We sat looking off across the country,
watching the sun go down. The curly grass about
us was on fire now. The bark of the oaks turned
red as copper. There was a shimmer of gold on
the brown river. Out in the stream the sandbars
glittered like glass, and the light trembled in the
willow thickets as if little flames were leaping among
them. The breeze sank to stillness. In
the ravine a ringdove mourned plaintively, and somewhere
off in the bushes an owl hooted. The girls sat
listless, leaning against each other. The long
fingers of the sun touched their foreheads.
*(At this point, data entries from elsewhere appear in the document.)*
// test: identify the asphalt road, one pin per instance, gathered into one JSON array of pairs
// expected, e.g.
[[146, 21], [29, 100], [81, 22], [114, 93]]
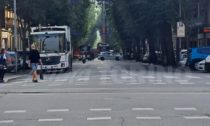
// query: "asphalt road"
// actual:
[[109, 93]]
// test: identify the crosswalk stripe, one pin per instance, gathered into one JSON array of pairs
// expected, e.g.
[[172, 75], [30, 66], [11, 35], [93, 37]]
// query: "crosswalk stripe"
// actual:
[[196, 117], [6, 121], [148, 117], [185, 108], [99, 118]]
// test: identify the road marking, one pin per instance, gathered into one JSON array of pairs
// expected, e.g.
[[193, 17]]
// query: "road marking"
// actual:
[[126, 77], [185, 109], [58, 110], [15, 111], [54, 85], [61, 80], [186, 83], [196, 117], [105, 78], [27, 85], [159, 83], [85, 79], [104, 109], [170, 77], [133, 83], [142, 109], [148, 118], [99, 118], [192, 77], [6, 121], [50, 120], [155, 80], [147, 77]]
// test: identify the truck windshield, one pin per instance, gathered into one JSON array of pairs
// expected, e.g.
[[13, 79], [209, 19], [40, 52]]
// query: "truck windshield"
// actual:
[[49, 43]]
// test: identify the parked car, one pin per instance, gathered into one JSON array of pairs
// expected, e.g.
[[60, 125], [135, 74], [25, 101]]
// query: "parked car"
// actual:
[[18, 59], [196, 55], [108, 56], [207, 64], [201, 65], [10, 63]]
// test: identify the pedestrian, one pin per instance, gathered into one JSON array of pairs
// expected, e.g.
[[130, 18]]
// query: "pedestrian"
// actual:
[[33, 61], [3, 65]]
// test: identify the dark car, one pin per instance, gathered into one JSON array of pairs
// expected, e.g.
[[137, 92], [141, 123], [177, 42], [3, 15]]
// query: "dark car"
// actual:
[[18, 59]]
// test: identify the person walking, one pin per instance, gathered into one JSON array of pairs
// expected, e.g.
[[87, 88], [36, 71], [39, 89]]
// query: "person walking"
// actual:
[[33, 61], [3, 65]]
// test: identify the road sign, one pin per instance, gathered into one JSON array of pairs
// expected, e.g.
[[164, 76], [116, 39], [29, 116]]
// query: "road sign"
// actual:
[[180, 29]]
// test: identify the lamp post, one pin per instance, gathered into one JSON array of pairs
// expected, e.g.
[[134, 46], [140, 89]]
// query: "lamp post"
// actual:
[[15, 35]]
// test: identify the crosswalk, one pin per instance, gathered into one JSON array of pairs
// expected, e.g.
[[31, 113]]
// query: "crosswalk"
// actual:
[[182, 113]]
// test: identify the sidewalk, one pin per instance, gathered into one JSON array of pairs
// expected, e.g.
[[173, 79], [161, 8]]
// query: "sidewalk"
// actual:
[[11, 76]]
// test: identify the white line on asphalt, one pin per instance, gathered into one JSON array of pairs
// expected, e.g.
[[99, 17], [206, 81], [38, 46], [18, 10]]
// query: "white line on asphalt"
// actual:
[[84, 79], [191, 77], [50, 120], [142, 109], [133, 83], [61, 80], [16, 111], [27, 85], [185, 109], [186, 83], [147, 77], [54, 85], [170, 77], [58, 110], [99, 118], [159, 83], [196, 117], [148, 117], [126, 77], [155, 80], [6, 121], [101, 109]]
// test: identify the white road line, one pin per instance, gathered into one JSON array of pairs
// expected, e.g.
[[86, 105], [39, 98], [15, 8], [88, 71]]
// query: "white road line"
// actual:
[[155, 80], [50, 120], [27, 85], [185, 109], [142, 109], [6, 121], [102, 109], [85, 79], [159, 83], [58, 110], [148, 117], [99, 118], [15, 111], [170, 77], [191, 77], [105, 78], [133, 83], [186, 83], [126, 77], [196, 117], [61, 80], [54, 85], [147, 77]]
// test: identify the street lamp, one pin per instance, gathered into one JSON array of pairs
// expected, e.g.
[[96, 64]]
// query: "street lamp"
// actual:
[[15, 35]]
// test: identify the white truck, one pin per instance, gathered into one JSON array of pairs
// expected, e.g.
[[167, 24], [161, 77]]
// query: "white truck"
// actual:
[[54, 45]]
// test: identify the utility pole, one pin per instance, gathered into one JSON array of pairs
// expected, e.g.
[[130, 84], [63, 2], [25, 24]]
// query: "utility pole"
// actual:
[[180, 39], [103, 21], [15, 35]]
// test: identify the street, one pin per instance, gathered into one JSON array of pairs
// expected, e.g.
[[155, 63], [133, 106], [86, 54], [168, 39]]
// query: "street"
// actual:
[[108, 93]]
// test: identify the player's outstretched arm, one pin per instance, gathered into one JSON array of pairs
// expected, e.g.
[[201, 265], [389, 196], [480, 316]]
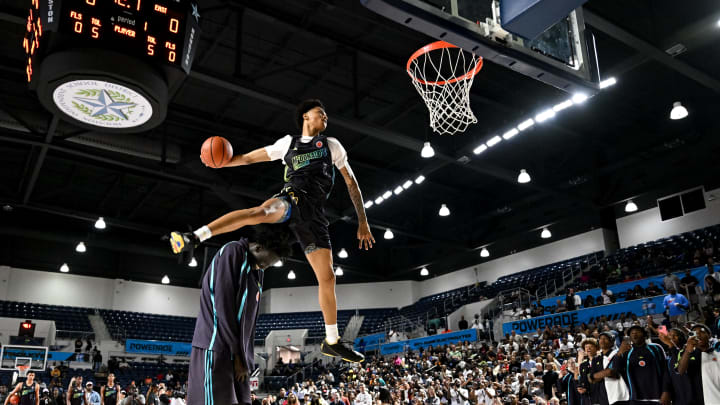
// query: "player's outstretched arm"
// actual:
[[256, 156], [13, 392], [365, 237]]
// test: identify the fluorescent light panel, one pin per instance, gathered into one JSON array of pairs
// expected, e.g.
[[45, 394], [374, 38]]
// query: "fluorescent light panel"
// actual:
[[493, 141]]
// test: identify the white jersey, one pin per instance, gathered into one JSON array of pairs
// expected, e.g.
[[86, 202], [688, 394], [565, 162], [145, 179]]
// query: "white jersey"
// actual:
[[279, 149]]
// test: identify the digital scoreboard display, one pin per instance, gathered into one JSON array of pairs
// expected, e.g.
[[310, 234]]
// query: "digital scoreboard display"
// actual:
[[159, 31], [109, 65]]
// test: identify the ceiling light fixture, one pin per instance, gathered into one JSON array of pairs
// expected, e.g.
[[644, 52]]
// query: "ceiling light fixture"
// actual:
[[427, 151], [523, 177], [630, 206], [100, 223], [579, 98], [526, 124], [545, 115], [610, 81], [480, 149], [493, 141], [509, 134], [565, 104], [678, 112]]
Presently we saw a curious thing:
There were no clouds, the sun was going down in a
limpid, gold-washed sky. Just as the lower edge
of the red disk rested on the high fields against
the horizon, a great black figure suddenly appeared
on the face of the sun. We sprang to our feet,
straining our eyes toward it. In a moment we
realized what it was. On some upland farm, a
plough had been left standing in the field. The
sun was sinking just behind it. Magnified across
the distance by the horizontal light, it stood out
against the sun, was exactly contained within the circle
of the disk; the handles, the tongue, the share—black
against the molten red. There it was, heroic
in size, a picture writing on the sun.
Even while we whispered about it,
our vision disappeared; the ball dropped and dropped
until the red tip went beneath the earth. The
fields below us were dark, the sky was growing pale,
and that forgotten plough had sunk back to its own
littleness somewhere on the prairie.